Chris Roberts, a prominent computer security expert, was aboard a United Airlines flight last week when he tweeted about a potential security flaw he found on the plane’s on-board Wi-Fi. Big mistake.
Airline personnel saw the tweet and alerted authorities at Syracuse Hancock International Airport where the flight was scheduled to land. Roberts exited the plane and was quickly detained by the FBI. Roberts, the founder and chief technical officer of the Denver security firm One World Labs, said the agents questioned him, confiscated several of his electronic devices, and then let him go. “Lesson from this evening, don’t mention planes,” he later tweeted. “[T]he feds ARE listening, nice crew in Syracuse, left there naked of electronics.”
But the story doesn’t end there. Roberts Saturday attempted to board a United flight headed to San Francisco where he was to speak at the RSA computer security conference. Roberts made it through security, but when he arrived at the United gate, he was met by airline security who denied boarding.
Now, he’s teamed with the Electronic Frontier Foundation to condemn the airline’s decision to ban him from the flight.

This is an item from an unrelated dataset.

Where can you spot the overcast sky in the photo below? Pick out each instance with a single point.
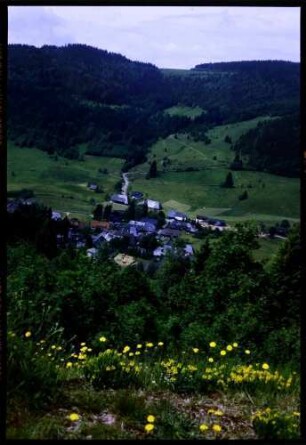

“United’s refusal to allow Roberts to fly is both disappointing and confusing,” EFF staff attorney Andrew Crocker wrote Saturday. “As a member of the security research community, his job is to identify vulnerabilities in networks so that they can be fixed.” [Their emphasis.]
Thankfully, the good-natured Roberts was able to book a last-minute flight aboard another airline, and will present his speech titled “Security Hopscotch” at the conference, which begins Monday. The focus of the speech, tellingly, is many of the devices we use every day — in addition to the planes on which we fly — are connected to the Internet. “We’re moving into the ‘Age Of Everything,'” Roberts says in a description of his upcoming speech. “And we are vulnerable.”